İnsanoğlu suçlanmaktan ve suçluluk duygusundan o kadar rahatsızlık duyuyor ki, çoğu zaman nefisini avukat gibi savunuyor. Yaptığımız bir hatanın faturası ağır neticelere yol açıyor. Hele ölüm gibi hiç arzulamadığımız acı sona sebebiyet veriyorsa kaderi çok maharetle paravan ediyoruz.
Başarısız bir ameliyat yapılıp da hastanın ölümüne sebebiyet verilince ya da kırmızı ışıkta geçip de masum bir insanın hayatına hatime çekilince nefis ya da nefsi seven yakın dostlar güya teselli için, “Ne yapalım kader. Sen ne yaparsan yap adam ölecekmiş, ameliyat ya da trafik bahane, ölüm geldi bir kere..”
İyi-kötü ameliyat ya da yeşil, kırmızı ışık farketmez diye aslında ehli sünnet akidesine pek de uymayan ifadeler kullanıyorlar.

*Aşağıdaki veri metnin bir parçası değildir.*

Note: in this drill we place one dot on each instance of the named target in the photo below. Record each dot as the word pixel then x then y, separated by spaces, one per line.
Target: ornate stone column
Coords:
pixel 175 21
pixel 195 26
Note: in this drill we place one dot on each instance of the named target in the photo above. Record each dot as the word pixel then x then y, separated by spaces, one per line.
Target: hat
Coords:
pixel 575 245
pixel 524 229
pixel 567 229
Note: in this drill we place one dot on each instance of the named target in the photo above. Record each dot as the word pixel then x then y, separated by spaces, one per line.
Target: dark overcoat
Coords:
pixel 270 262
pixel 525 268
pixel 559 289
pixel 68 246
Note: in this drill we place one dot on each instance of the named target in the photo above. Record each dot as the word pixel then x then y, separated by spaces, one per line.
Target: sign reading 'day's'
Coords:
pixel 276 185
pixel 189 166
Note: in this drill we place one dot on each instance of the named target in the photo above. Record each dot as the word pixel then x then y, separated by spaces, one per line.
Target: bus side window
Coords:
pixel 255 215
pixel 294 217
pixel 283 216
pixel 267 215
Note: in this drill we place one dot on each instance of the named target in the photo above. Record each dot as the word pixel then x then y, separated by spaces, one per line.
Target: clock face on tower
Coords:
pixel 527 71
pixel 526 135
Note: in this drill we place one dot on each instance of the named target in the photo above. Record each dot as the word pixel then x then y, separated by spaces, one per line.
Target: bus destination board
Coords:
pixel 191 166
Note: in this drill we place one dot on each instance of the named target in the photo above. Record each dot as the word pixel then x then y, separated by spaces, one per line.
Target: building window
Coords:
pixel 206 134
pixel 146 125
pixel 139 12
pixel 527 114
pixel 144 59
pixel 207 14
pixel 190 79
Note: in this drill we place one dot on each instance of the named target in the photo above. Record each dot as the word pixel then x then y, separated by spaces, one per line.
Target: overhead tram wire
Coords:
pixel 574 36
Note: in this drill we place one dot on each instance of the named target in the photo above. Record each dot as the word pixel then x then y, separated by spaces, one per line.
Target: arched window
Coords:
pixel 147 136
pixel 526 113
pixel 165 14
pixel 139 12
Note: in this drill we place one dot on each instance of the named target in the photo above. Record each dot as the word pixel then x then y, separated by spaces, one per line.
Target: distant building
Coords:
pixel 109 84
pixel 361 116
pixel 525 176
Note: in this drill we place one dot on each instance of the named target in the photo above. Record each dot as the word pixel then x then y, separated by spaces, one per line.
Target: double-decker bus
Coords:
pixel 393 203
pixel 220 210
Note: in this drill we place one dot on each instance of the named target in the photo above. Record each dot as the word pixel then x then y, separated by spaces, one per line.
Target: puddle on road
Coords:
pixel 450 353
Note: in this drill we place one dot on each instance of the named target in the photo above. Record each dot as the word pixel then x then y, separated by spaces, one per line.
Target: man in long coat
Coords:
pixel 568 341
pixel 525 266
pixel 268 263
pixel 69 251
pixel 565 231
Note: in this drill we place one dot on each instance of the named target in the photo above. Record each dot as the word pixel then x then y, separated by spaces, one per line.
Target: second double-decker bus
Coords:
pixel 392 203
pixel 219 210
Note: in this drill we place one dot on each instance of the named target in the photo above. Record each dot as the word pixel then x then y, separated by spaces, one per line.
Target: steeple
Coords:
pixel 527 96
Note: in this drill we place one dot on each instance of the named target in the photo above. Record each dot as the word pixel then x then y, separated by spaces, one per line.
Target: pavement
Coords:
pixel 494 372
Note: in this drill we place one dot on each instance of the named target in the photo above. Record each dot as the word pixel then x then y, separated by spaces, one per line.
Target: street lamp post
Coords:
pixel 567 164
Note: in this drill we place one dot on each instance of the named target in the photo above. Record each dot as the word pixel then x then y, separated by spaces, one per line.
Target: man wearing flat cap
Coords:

Aslında şu düşünce kurgusu daha sağlıklı görünüyor: Kader sebep ile sonuca aynı anda hükmediyor. Sebep ortadan kalkınca ya da değişince sonucun ne olacağını değişip değişmeyeceğini biz bilemeyiz. Ne bâtıl Cebriye mezhebi gibi diyebiliriz ki: “İyi de ameliyat yapsan, kötü de, adam zaten ölecekti.” ne de bâtıl Mutezile mezhebi gibi: “Eğer kırmızı ışıkta geçmezse ölmeyecekti.” diyemeyiz.
Biz ehl-i sünnet inancının gereği olarak sadece, “Kırmızı ışıkta geçmeseydik ya da kötü ameliyat yapmasaydık ölüp ölmeyeceğini bilemeyiz.” diye hükmederiz.
Bu aslında şuna benzer: Arı olmasaydı bal yine olurdu düşüncesine karşı; arı olmasa bal da olmazdı yorumu gibi. Arı olmayınca balın olup olmayacağını ya da nasıl sunulacağını biz bilemeyiz. Çünkü eşsiz yaratıcı, bal nimetini arı eliyle bize takdim ediyor.
Bu düşünce bizi aslında yaptığımız işlerde daha fazla dikkatli olmaya ve yanlış davranışın neticelerinde sorumluluk duygumuzu hatırlatmaya davet ediyor. Fiilî dua dediğimiz tevekkülün birincil basamağı olan sebeplere müracaatın önemini vurguluyor.
Öğrencilik yıllarımda beraber kaldığımız bir arkadaşım tavayı ocakta unutup yanmasına sebep olmuştu. Ben de niye böyle yaptığını sorunca hiç nedamet ve üzüntü duymadan gayet pişkin bir şekilde “Mustafacığım, tavanın yanması kaderinde varmış, ben ne yapayım.” demişti.
Aslında bu o kadar yanlış ve kaderi tersten okuyan bir durumdu ki, bu düşünce ile hiçbir nefis kötü fiilin sorumluluğunu almaz, üzerinden atar. Adam tetiği çeker, masum bir insanın ölümüne sebebiyet verir, sonra da ne yapalım canım kaderinde varmış diye kendince mesuliyetten kurtulur…
Halbuki kader, iyilikleri Allah’tan bilip nefsi gururdan kurtarmak; kötülükleri, şerleri ise cüz-i ihtiyarinin yanlış tercihlerinden bilip insanın mesuliyetini hatırlatmak için imanî mesellere dahil olmuştur.
Güneş ışığı olsa da olmasa da siyah kazağımız siyah kalır. Ama beyaz kazağımızın beyaz olduğunu anlamak için güneş ışığıyla tanışıp, merhabalaşması lazımdır. Çünkü beyaz kazağımızı karanlıklardan arındırıp ak unvanını veren güneştir. Ama siyah kazağımızın rengi kendi kabiliyetindendir. Aynen öyle de günahlar nefsimizin yanlış tercihi sonucu elde ettiği kendi kabiliyetinden ya da kabiliyetsizliğinden kaynaklanan siyahlıklardır. Sevaplar ve güzellikler ise sonsuz nurun tecellisi sonucu ortaya çıkan parıltılar ve beyazlıklardır.
Cenâb-ı Hak, hayat gömleğinizi beyaz kefenimizden daha ak etsin. Nurunun tecellisini Cennet-i Firdevs’inde daim eylesin. Günahların karanlık yüzlerinden kalbimizi ve kabrimizi uzak eylesin. Kâinatta cereyan eden zıtlar çarpışmasını hayrın zaferi ile neticelendirsin.